First, the FSF and OSI agree on a very fundamental point, often “misunderstood”:

training data is not the “source code” of model parameters in the usual sense.

This is crucial and I’m glad that the two organizations agree at the root. The rest of their statement, in particular if you dissect the language, is actually very similar to OSI’s position: It recognizes the importance of training data but it also says:

nonfree ML [may] have valid moral reasons for not releasing training data, such as personal medical data. In that case, we would describe the application as a whole as nonfree. But using it could be ethically excusable

Since right before they have established – unsurprisingly – the equivalence “free = moral”, this a remarkable statement admitting that there is a grey area of “lack of freedom” but “ethically acceptable”, because data is not source code (aka “the preferred form of making modifications”). The FSF is not saying in unequivocal terms that the training data must be distributed with the four freedoms.
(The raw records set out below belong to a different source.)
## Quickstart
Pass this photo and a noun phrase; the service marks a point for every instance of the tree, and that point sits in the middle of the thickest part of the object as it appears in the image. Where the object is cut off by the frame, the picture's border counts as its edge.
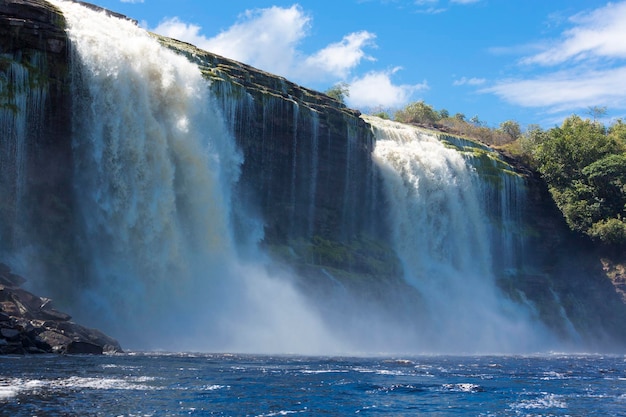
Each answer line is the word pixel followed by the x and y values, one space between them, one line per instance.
pixel 339 92
pixel 511 128
pixel 585 169
pixel 596 112
pixel 418 112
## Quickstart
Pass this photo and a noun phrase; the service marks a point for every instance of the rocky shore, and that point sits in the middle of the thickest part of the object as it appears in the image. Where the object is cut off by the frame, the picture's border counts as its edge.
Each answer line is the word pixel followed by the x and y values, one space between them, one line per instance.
pixel 29 324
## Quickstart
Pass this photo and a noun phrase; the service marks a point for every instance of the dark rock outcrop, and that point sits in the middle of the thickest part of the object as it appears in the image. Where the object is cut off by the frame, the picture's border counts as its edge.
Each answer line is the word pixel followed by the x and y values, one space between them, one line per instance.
pixel 307 168
pixel 29 324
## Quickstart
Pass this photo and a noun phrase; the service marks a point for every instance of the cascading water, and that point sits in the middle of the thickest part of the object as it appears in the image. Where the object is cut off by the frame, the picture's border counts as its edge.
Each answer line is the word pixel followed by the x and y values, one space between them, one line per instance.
pixel 441 231
pixel 22 98
pixel 154 170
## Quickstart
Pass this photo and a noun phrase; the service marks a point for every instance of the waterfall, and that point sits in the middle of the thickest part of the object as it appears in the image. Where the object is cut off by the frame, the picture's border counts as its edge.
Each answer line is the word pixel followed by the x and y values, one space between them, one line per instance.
pixel 155 166
pixel 442 233
pixel 23 93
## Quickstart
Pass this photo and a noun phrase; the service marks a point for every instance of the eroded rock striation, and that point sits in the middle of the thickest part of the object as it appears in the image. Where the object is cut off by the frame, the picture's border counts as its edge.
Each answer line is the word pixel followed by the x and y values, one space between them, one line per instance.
pixel 307 169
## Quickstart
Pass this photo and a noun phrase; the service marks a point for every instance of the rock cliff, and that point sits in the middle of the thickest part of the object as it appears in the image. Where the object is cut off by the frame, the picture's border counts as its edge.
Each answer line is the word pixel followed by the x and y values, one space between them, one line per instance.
pixel 307 170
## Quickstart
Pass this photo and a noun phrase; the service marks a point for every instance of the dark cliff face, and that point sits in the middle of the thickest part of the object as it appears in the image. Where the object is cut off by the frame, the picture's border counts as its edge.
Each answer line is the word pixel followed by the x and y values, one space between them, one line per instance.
pixel 307 172
pixel 307 168
pixel 35 147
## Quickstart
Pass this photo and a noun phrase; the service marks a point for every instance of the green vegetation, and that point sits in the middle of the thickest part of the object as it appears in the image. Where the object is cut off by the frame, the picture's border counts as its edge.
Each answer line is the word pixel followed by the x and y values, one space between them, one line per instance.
pixel 339 92
pixel 582 161
pixel 584 165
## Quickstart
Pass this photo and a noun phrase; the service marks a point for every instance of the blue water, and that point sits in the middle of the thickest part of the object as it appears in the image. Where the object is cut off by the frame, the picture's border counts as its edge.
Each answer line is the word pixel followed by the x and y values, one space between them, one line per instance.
pixel 147 384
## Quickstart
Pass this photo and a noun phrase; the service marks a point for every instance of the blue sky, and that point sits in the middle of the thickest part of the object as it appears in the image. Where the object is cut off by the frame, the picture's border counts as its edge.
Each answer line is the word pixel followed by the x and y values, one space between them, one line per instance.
pixel 533 61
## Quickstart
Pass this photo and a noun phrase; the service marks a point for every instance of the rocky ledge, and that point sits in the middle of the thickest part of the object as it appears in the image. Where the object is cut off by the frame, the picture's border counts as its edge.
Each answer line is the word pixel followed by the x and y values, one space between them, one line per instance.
pixel 29 324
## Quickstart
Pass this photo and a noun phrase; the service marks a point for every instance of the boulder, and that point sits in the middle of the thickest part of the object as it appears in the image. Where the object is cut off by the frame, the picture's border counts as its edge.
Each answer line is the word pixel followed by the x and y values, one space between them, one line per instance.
pixel 29 324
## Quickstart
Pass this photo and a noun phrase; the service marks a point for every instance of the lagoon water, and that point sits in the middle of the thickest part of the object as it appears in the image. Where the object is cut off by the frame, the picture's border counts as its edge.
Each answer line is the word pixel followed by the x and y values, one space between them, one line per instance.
pixel 159 384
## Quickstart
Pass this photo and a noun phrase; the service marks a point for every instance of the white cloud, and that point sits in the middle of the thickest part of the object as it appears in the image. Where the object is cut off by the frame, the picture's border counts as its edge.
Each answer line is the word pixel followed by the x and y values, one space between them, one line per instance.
pixel 585 67
pixel 375 89
pixel 469 81
pixel 599 34
pixel 269 39
pixel 338 59
pixel 566 90
pixel 264 38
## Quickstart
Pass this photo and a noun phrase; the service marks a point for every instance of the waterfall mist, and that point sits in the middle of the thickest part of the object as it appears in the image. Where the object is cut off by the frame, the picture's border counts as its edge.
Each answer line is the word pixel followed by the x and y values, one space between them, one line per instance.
pixel 169 245
pixel 154 170
pixel 443 236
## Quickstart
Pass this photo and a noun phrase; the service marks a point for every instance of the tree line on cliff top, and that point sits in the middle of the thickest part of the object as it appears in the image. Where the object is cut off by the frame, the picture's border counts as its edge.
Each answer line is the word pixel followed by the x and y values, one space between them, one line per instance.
pixel 583 162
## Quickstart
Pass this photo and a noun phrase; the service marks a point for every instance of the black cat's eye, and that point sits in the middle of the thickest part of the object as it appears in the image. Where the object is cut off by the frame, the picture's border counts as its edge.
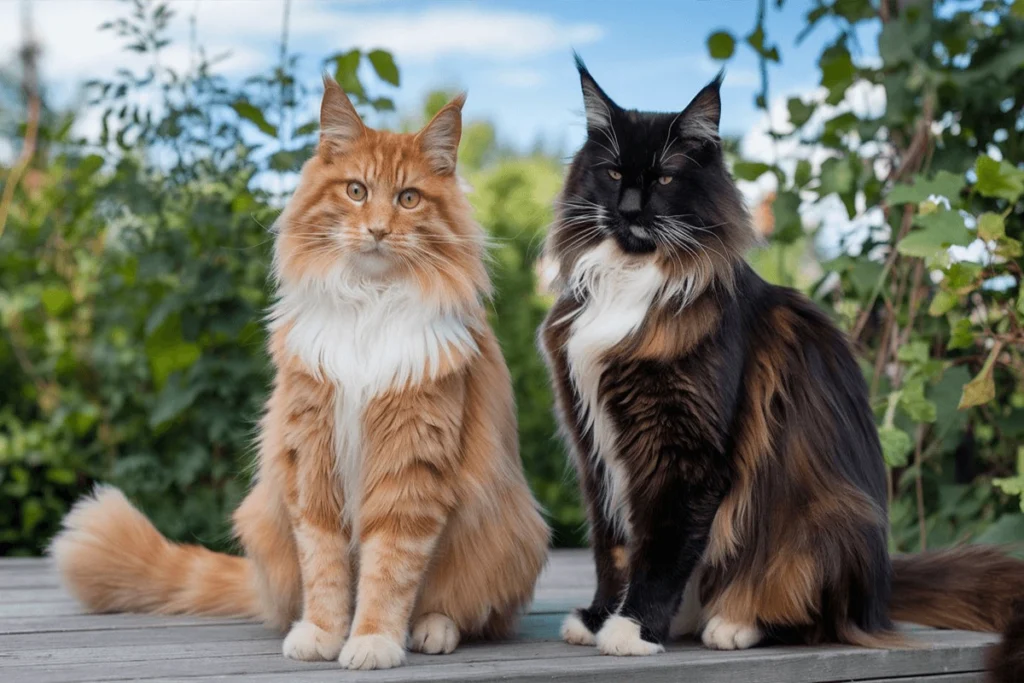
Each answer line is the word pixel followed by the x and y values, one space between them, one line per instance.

However, given that the final text is still being worked on, I wouldn’t draw any final conclusions on either side. The FSF is not done with their work, and we are sympathetic to their efforts. I hope that many will join them in helping to finalize it, as many have offered to contribute to ours…

I insist that no one has Truth (capital T) in their pocket. We are making a humble effort to find a sound, reasonable and meaningful definition in a largely uncharted territory. Most importantly, we are not expressing the personal opinions of OSI members, nor are we attempting to be the oracle of some revealed Absolute that is just out there for the taking.